Out-Law News 1 min. read
04 Jun 2018, 4:55 pm
Osofsky’s appointment was welcomed by white collar crime expert Neil McInnes of Pinsent Masons MPillay, the Singapore joint law venture partner of Pinsent Masons, the law firm behind Out-Law.com.
“The appointment underscores that the SFO is an organisation committed to investigating and prosecuting the most complex and challenging cases of cross-border serious fraud and international corruption,” McInnes said.
“David Green QC left the SFO earlier this year with very notable successes and firsts, such as securing landmark deferred prosecution agreements on internationally-focused cases. Lisa Osofsky’s appointment is a marker that the SFO will continue this direction of travel,” McInnes said.
“It is a signal that serious fraud law enforcement in the UK ‘gets’ that its success will in no small part be measured by continued international cooperation between regulators and agencies worldwide and bringing in skillsets from the private sector and elsewhere with global expertise on cross-border cases," he said.
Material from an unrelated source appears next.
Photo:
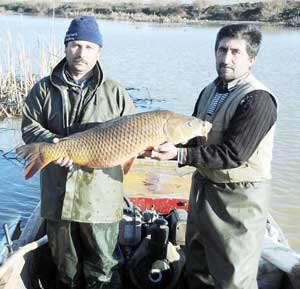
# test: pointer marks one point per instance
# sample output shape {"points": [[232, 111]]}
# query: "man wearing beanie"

Osofsky joins the SFO from a global consulting company where she led its investigative, compliance and assurance activities. Previous roles included five years as the deputy general counsel and ethics officer at the US Federal Bureau of Investigation.
She is a barrister in England, and in Illinois and Maryland in the US.
McInnes said her background would be helpful to the SFO in the current context of increasing cross-border elements to investigations.
“The SFO will now have a director steeped in expertise across multiple jurisdictions on all forms of corporate investigations as well as forensic intelligence gathering and the issues that arise in the implementation of compliance programmes in the private sector,” McInnes said.
She is only the third female head of the SFO and its first dual-nationality leader. She will take up the role in September for a renewable term of five years.
Attorney general Jeremy Wright QC made the appointment after an open competition, overseen by a civil service commissioner.
The future of the SFO as an independent body was thrown into doubt last year, after the Conservative Party pledged to merge it with the National Crime Agency in its election manifesto. However in December the UK government confirmed the SFO would remain independent, when it unveiled a new national strategy to crack down on economic crime.